Buffy had truthfully intended to patrol. Her one disastrous punching bag encounter hardly satisfied her need to hit something, and her fists positively itched with desire to sink themselves into the squishy and demonic. This was one of those times when she was forced to admit that she not only enjoyed, but needed the physical rush she received from fighting. The existence of this darker part of herself, the part she always tried to hide away in order to embrace normalcy, was partly to blame for her feelings of hardness, of turning into stone, as she’d told Giles. She hated knowing that, even as she fought for the light, darkness existed inside her that she not only had to live with, but suspected was actually a good part of what gave her strength as the Slayer. What truly galled her, though, was that Spike knew all about it, called her on it, refused to let her deny it, no matter what words she formed to the contrary.
Of course he would get it, she mused, scanning the quiet graveyard as she wandered slowly amongst the headstones. That vampire is way too perceptive for my own good.
Though her bones ached for a good fight, her mind kept straying to Spike. She felt just distracted enough that she feared she’d be unable to maintain her usual vigilance. All she needed was to get caught up in another argument with herself long enough to miss the arrival of an opportunistic creature of the night. Thoughts of heading home crossed her mind, but she recalled with unsettling guilt the image of the beaten vampire she’d left behind in his crypt that afternoon.
With a resounding sigh, Buffy made a decision and headed toward town, hoping she could scrounge enough dollars to get what she needed.
*~*
Paper bag clutched protectively beneath her coat, Buffy approached the crypt with caution, all her senses wide open in case anything lingered nearby. She detected nothing, but kept her guard up all the same as she reached the door, noting with some relief - and how strange was that? - that the door remained tightly shut. After a moment of indecision, Buffy chose to knock softly. She waited, and when no answer came from within, she pushed it open. The creek of its hinges echoed in the silence.

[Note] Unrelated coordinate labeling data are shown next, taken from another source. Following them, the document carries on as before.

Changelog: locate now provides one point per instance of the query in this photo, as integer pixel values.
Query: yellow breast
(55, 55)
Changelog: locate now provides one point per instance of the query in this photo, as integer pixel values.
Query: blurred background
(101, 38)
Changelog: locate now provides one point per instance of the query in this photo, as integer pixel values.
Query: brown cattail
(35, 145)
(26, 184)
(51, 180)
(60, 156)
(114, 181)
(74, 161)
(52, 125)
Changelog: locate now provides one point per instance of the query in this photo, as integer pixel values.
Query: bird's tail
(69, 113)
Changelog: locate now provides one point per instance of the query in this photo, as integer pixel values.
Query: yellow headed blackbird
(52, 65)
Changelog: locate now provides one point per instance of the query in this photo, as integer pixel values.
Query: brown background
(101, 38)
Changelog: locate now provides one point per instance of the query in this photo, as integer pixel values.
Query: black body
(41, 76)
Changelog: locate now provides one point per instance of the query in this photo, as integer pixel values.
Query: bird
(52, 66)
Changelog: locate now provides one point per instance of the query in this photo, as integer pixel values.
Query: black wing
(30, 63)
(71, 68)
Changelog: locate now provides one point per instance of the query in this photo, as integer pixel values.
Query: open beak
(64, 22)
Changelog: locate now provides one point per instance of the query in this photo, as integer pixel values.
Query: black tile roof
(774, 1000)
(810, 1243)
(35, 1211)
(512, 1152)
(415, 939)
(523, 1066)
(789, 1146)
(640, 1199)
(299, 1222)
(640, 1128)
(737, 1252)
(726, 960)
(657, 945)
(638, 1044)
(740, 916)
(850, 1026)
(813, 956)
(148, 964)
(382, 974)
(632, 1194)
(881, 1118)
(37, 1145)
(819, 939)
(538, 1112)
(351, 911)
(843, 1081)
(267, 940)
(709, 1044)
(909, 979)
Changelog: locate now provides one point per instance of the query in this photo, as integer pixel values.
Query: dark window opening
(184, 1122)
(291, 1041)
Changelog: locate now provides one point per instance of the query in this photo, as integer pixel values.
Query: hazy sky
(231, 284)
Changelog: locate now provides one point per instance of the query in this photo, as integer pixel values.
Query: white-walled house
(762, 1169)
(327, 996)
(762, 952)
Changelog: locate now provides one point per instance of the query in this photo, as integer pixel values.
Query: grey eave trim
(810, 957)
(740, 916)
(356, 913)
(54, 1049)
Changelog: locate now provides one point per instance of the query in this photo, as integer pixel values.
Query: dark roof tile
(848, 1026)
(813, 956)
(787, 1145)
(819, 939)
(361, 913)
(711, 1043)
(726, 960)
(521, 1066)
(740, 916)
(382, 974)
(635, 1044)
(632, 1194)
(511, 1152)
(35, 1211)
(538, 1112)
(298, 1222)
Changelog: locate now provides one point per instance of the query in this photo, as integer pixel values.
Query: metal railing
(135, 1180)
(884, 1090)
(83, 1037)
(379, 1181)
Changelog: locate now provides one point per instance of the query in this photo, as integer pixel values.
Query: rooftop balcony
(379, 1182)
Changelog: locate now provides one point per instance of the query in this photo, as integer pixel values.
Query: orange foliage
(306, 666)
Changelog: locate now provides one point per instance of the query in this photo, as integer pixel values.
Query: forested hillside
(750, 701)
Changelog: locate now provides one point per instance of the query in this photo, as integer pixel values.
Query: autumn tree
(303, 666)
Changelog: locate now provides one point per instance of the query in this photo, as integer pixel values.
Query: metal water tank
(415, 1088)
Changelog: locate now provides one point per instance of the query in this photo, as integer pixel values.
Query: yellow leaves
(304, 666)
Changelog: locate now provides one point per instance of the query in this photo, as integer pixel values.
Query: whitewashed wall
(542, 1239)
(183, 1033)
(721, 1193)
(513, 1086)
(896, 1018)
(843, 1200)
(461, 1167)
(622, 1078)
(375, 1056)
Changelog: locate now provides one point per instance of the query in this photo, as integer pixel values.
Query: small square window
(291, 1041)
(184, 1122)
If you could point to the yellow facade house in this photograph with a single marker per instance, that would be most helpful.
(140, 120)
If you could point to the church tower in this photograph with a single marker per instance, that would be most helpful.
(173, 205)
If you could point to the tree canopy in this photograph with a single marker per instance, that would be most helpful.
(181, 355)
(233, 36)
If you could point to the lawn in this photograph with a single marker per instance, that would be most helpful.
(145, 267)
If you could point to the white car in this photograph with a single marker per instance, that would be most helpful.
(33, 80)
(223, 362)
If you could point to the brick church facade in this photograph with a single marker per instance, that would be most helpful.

Moonlight touched unlit candles and cast bluish shadows over the room. The sarcophagus where she’d left Spike was vacant, but the nearby trapdoor stood open. Edging inside, Buffy closed the outer door and waited for her eyesight to adjust to the dimmer light filtering in through the crypt’s high, dirty windows. The relative darkness revealed a muted glow flickering up from the lower level, and Buffy made her way cautiously across the crypt.
“Spike?” she called softly. She heard a muffled moan as she reached the hole in the floor, and peered down into the opening.
Spike was sprawled face-down in an uncomfortable pile of twisted limbs on the cement block at the base of the ladder. It looked as though he had fallen through the hole and simply remained where he landed. Buffy felt a rush of alarm flash through her, and she quickly navigated the narrow stair.
“Spike?” she repeated as she crouched next to him, fingers feathering over his shoulder, unwilling to jolt him awake or inadvertently hurt him by touching too firmly.
Spike mumbled something unintelligible, then fell silent a moment before his whole body grew rigid with tension.
“Spike, it’s Buffy,” she whispered.
Spike’s right eye snapped open, the left one swollen so much his lashes barely twitched. “Slayer?” he croaked, taking in an obvious breath through his nose and then grimacing in pain.
She should have realized his injuries had affected his sense of smell when he didn’t mark her right away that afternoon. “It’s me,” she assured him. “Do you think you can stand, if I help?”
Spike groaned and turned with visible effort onto his back. “Mind closin’ the door first, love? Meant to do it myself, but my legs had other ideas.”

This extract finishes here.